To use the FIRE program all you need to have installed on your computer is fire.py (the FIRE program) and Python. There are also some optional features of FIRE that require additional installations. BUT if you do not use these optional features you do not need to install these

to produce pictorial views of the alignment, you need to install Gnuplot, the Python Gnuplot library (and dependencies like numpy and scipy). The program uses Gnuplot is imported into the program to produce a FIRE plot for the alignment. For information on downloading and using Python and Gnuplot on various operating systems, you will need to visit the relevant websites. It's fairly easy on Apple and Linux distributions and definitely possible on Windows.
to produces the actual sequence alignment, you must have installed the Biopython module

The fire.py program file is available at Scott Hazelhurst's webpage http://dept.ee.wits.ac.za/~scott/fire. The program is coded in Python and therefore requires that the Python software is installed on your operating system (Linux, Windows or Apple).

Run the program from the command line using the appropriate Linux/Unix or Windows convention. For example, to run it in a Unix-like operating system, you would say:

python fire.py file1 file2

where file1 and file2 are the input files.

The input files should be plain text files (not Word or RTF). FIRE assumes that the omega values are in one of the columns (see below for the options for specifying which column it's in).

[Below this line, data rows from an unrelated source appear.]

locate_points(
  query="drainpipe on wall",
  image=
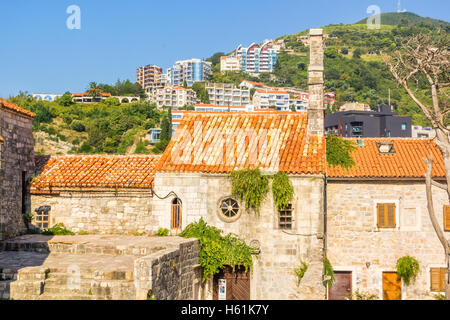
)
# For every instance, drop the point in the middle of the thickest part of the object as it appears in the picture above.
(325, 223)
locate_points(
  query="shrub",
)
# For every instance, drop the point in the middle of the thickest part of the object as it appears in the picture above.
(407, 269)
(217, 250)
(163, 232)
(78, 126)
(58, 230)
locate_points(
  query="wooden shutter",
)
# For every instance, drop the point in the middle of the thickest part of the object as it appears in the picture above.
(386, 215)
(447, 218)
(437, 279)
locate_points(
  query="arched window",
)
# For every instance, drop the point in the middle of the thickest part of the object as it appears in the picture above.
(176, 214)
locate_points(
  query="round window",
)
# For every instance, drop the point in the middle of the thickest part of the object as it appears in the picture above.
(229, 209)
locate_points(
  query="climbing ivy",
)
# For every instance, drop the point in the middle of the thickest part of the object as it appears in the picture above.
(217, 250)
(282, 190)
(251, 186)
(328, 272)
(339, 151)
(300, 271)
(407, 269)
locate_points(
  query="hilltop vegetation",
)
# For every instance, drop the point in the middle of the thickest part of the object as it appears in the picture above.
(407, 19)
(92, 128)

FIRE produces the following output

a raw and normalised score of the optimal alignment
optionally, a histogram showing the quality of the alignment
optionally, a plot of the alignment of the two files (requires Gnuplot).

The x-axis shows the position of the codons in the two aligned sequences. The y-axis shows the percentage similarity.
optionally, an alignment of the sequences (requires biopython to be installed)

Options

(Note there have been some changes from an earlier version of the program. There is one change of substance: we have separate gap open and extension penalties. A superficial but important change is that the options have been changed so that FIRE can run without reliance on any external libraries. Before, you could switch off graphical ouptput if you wanted. Now, you have to opt-in -- this means that the program will run without any reliance on gnuplot.)

At the moment, it is possible to change a few parameters when running FIRE. The parameters that can be changed are: the window frame in the GNUPLOT, plotting histograms in output, the gap penalty, and the max value in calculating the alignment score.

`-h`	`fire.py -h` gives the usage. Note that the options can be given in two forms (e.g. -h / --help and -G / --gnuplot). In this document only the short form is shown, but the help option will show you the long form)

-G
Produce graphical output
-w "window-list"
What windows should be plotted. FIRE shows the similarity between the two sequences at each point. It is useful to be able to show not only at each point what the similarity is, but also at windows around each point. By default FIRE shows the similarity in window length of 1, 5 and 10. So, at position 20 on the x-axis, you can see (a) what the similarity is between the two sequences at position 20, (b) what the average similarity is between the two sequences from position 18 through 22 (window length 5), and (b) the average similarity between the two sequences from positions 15 through 24 (window length 10).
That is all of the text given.